Revivo cada passo, e onde habitava sombra, agora há leveza. Reconheço-me mais inteiro.
O 5, com sua voz velada, ressurge:
“Será que ainda me julgas um impostor?”
Não me deixa responder. Relembra:
“Nos compassos dos 5, a ciranda dos teus é dançada. Seguram tuas mãos, partilham teus sonhos. Teus pais vieram sob minha unidade: dia 15, tua mãe; dia 25, teu pai.
E foi no 5º andar, na 115 Sul, que estreitaram laços e prometeram seguir unidos por toda eternidade”
Rendo-me, enfim. Não, 5, ainda não te chamo de sorte, mas não ouso mais negar-te. Reconheço-te em cada dobra do tempo, em cada dor que ensinou e em cada afago que curou.
Só te peço:
“Sejas mais brando daqui para frente.
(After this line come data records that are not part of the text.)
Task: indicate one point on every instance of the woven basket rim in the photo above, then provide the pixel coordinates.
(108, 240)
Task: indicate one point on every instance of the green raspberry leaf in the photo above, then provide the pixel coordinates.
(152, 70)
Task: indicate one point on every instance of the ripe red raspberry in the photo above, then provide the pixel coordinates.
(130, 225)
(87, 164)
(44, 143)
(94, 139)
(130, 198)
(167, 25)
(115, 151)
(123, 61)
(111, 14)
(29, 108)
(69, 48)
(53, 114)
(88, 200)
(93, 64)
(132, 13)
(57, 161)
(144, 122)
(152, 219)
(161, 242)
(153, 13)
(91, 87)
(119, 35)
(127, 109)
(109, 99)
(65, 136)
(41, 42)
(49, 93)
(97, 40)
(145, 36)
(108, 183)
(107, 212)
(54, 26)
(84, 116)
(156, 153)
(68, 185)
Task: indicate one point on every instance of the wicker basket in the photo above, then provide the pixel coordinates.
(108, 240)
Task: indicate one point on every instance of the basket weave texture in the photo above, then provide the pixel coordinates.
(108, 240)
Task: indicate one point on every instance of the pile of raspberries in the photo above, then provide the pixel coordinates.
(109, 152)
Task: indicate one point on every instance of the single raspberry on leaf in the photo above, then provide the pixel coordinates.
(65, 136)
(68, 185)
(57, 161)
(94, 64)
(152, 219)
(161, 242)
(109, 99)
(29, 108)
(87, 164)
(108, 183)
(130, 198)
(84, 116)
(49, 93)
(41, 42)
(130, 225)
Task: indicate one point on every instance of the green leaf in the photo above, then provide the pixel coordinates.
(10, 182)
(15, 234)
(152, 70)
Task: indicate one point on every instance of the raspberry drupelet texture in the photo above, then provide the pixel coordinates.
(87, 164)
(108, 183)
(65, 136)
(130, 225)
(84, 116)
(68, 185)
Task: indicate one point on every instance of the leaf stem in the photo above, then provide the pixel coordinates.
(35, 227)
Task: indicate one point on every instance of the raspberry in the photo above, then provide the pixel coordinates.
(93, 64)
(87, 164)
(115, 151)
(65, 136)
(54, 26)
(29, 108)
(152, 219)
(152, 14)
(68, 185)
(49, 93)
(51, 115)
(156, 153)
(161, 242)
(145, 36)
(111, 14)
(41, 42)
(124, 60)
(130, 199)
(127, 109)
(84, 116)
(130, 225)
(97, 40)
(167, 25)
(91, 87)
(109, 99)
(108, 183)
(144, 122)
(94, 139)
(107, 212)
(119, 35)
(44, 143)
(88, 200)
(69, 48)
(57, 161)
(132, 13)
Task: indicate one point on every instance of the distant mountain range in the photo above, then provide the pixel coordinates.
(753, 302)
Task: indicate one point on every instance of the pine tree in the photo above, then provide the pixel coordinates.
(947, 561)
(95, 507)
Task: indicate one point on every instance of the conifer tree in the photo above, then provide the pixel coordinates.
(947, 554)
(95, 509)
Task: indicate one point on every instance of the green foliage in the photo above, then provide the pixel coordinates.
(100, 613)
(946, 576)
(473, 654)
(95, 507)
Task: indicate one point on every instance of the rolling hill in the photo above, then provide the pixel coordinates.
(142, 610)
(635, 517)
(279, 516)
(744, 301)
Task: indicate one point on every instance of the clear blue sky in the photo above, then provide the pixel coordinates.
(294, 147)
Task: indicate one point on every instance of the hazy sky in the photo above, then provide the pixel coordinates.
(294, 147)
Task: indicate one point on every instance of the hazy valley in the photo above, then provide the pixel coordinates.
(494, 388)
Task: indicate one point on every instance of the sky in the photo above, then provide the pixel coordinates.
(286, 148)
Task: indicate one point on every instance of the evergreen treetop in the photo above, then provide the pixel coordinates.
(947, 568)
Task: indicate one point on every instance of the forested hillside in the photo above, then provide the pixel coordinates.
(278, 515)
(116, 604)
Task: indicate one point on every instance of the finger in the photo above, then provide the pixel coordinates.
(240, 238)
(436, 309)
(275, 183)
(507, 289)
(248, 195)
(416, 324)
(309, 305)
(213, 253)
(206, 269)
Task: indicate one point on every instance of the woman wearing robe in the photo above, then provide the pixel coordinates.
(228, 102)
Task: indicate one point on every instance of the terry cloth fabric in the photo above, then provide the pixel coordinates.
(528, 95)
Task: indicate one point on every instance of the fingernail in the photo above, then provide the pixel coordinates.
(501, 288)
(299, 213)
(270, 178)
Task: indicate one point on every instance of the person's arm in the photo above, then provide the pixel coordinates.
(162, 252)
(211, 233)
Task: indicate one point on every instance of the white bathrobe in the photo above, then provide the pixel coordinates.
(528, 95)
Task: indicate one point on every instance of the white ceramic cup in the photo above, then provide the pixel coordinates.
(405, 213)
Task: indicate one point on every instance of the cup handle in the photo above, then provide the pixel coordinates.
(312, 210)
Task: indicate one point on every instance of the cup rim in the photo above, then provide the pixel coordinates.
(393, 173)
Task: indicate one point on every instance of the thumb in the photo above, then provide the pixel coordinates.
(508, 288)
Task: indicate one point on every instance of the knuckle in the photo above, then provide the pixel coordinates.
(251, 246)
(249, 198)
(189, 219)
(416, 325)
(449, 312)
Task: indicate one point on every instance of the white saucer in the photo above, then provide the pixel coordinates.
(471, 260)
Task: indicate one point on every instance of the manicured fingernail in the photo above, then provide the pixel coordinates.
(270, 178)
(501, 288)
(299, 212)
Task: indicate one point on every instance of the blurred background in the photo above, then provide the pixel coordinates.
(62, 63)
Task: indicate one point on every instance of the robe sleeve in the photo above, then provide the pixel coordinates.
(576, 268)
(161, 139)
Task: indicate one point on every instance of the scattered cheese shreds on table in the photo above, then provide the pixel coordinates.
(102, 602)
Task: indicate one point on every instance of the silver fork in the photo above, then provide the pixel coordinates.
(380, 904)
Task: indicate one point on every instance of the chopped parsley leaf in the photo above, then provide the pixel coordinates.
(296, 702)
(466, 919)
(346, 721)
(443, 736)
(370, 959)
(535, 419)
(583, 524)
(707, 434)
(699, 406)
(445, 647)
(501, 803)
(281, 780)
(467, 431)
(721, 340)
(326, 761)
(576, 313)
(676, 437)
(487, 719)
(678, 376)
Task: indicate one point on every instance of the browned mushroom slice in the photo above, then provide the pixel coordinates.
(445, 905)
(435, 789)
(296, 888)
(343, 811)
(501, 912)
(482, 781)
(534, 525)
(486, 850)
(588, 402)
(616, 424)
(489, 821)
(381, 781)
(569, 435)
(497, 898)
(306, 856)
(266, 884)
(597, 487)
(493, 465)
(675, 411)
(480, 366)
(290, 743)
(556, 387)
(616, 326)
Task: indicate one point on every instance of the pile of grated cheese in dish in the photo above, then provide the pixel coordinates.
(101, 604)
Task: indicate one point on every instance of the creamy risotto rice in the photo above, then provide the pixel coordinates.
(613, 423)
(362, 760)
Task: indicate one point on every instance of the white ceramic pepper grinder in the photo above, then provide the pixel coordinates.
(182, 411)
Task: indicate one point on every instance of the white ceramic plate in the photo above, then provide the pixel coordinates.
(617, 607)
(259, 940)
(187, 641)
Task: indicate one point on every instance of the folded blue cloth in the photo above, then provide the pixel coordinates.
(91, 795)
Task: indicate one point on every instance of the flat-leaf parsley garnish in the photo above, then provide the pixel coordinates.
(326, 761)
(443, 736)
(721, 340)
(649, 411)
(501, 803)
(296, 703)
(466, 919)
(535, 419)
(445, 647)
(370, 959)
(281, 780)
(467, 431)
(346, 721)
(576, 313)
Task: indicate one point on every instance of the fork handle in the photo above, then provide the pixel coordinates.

O caminho que resta é breve, e meus passos já não têm a pressa da juventude.”
Ele ri, com a malícia de quem sabe ser implacável:
“Não posso prometer mansidão. Minha imparcialidade é não ser cúmplice nem algoz. Mas farei o possível, entre quedas e carícias, entre calmaria e tempestades, ser um pouco mais leve.”